How to Find the van’t Hoff Factor
You can follow general rules to predict the ideal van’t Hoff factor:
Nonelectrolytes
For nonelectrolytes, the van’t Hoff factor is 1. Examples of nonelectrolytes include sucrose, glucose, sugars, and fats. Nonelectrolytes dissolve in water, but do not dissociate. For example:
sucrose(s) → sucrose (aq); i = 1 (one sucrose molecule)
Strong Electrolytes
For strong electrolytes, the ideal van’t Hoff factor is greater than 1 and equal to the number of ions formed in aqueous solution. Strong acids, strong bases, and salts are strong electrolytes. For example:
NaCl(s) → Na+(aq) + Cl–(aq); i=2 (one Na+ plus one Cl–)
CaCl2(s) → Ca2+(aq) + 2Cl–(aq); i=3 (one Ca2+ plus two Cl–)
Fe2(SO4)3(s) → 2Fe3+(aq) + 3SO42-(aq); i=5
Take care, however, because solubility affects measured van’t Hoff factor values. For example strontium hydroxide [Sr(OH)2] is a strong base that fully dissociates into its ions, but is has a low solubility in water. You might predict the van’t Hoff factor to be 3 (Sr2+, OH–, OH–), but the experimental value will be lower. Also, the van’t Hoff factor for concentrated solutions in always slightly lower than the value for an ideal solution.
Weak Electrolytes
Weak electrolytes do not fully dissociate in water, so the van’t Hoff factor is not the same as the number of ions formed. You’ll need to set up an ICE table (Initial, Change, Equilibrium) to determine the concentration of reactants and products and use the formula to calculate the van’t Hoff factor. Another way of finding the van’t Hoff factor is measuring osmotic pressure, plugging it into the van’t Hoff formula, and solving for i.

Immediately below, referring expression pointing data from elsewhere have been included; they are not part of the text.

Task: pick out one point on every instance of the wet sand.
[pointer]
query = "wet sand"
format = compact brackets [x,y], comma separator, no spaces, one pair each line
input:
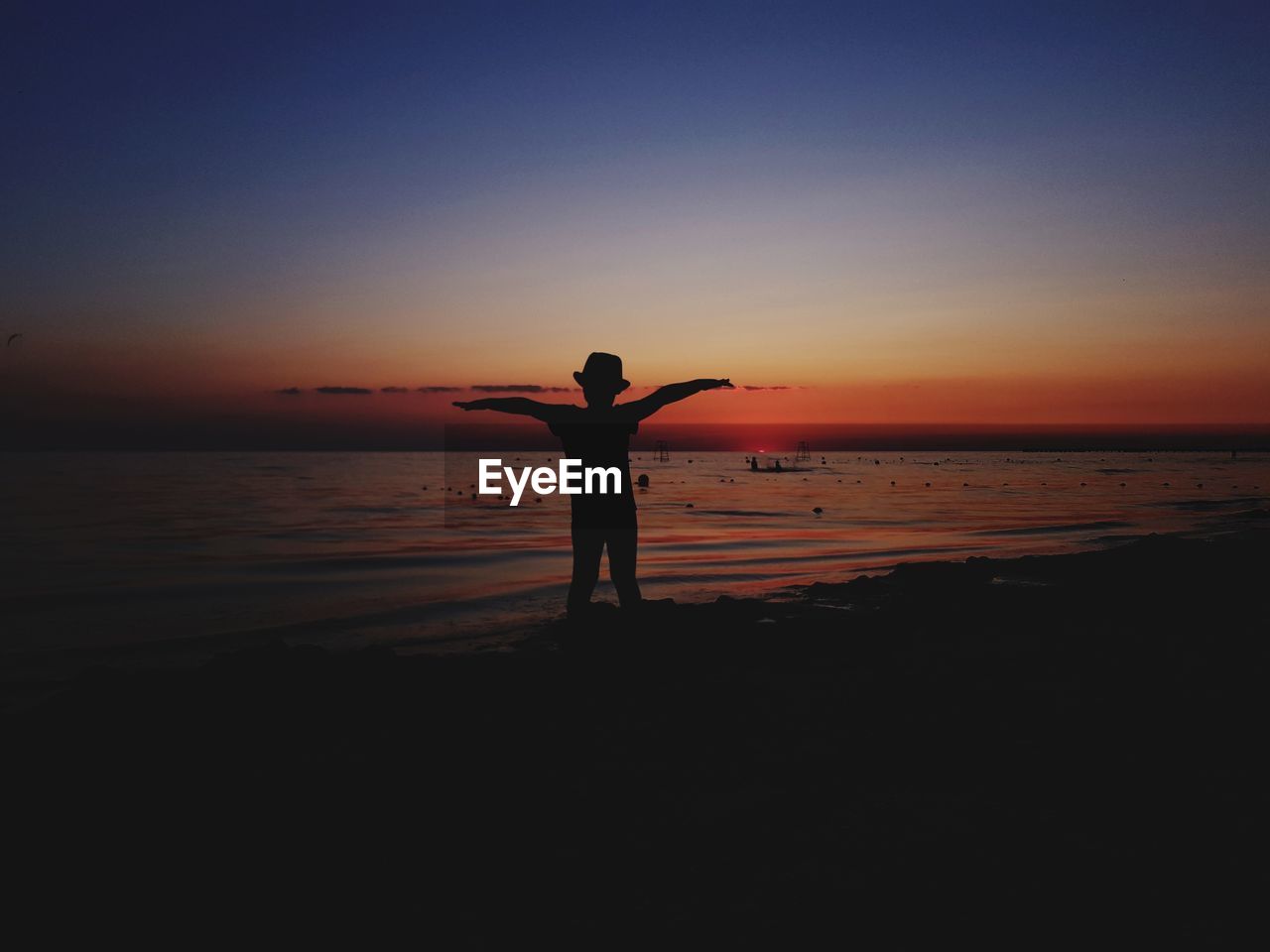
[1026,752]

Solutes With Low Solubility
For any solute with low solubility, you can often use i=1 as a close approximation to the true value.
Table of van’t Hoff Factor Values
For solutes that dissolve in water, the van’t Hoff factor is 1. For strong acids and soluble salts, the ideal value is a close approximation to the measured value in dilute solutions. But, ion pairing occurs to some extend in all electrolyte solutions, making the measured value slightly lower than the idea value. The deviation is greatest for solutes with multiple charges. Ideally, the van’t Hoff factor is a property of the solute, but the measured value may depend on the solvent. For example, carboxylic acids (e.g., benzoic acid and acetic acid) form dimers in benzene, resulting in van’t Hoff factor values less than 1.
| Compound | i (measured) | i (ideal) |
| sucrose | 1.0 | 1.0 |
| glucose | 1.0 | 1.0 |
| HCl | 1.9 | 2.0 |
| NaCl | 1.9 | 2.0 |
| MgSO4 | 1.4 | 2.0 |
| Ca(NO3)2 | 2.5 | 3.0 |
| MgCl2 | 2.7 | 3.0 |
| AlCl3 | 3.2 | 4.0 |
| FeCl3 | 3.4 | 4.0 |
References
- Atkins, Peter W.; de Paula, Julio (2010). Physical Chemistry (9th ed.). Oxford University Press. ISBN 978-0-19-954337-3.
- Chisholm, Hugh, ed. (1911). “van’t Hoff, Jacobus Hendricus” . Encyclopædia Britannica (11th ed.). Cambridge University Press.
- Lewis, Gilbert Newton (1908). “The Osmotic Pressure of Concentrated Solutions and the Laws of the Perfect Solution”. Journal of the American Chemical Society. 30 (5): 668–683. doi:10.1021/ja01947a002
- McQuarrie, Donald, et al. (2011). “Colligative properties of Solutions”. General Chemistry. Mill Valley: Library of Congress. ISBN 978-1-89138-960-3.
- Voet, Donald; Judith Aadil; Charlotte W. Pratt (2001). Fundamentals of Biochemistry. New York: Wiley. ISBN 978-0-471-41759-0.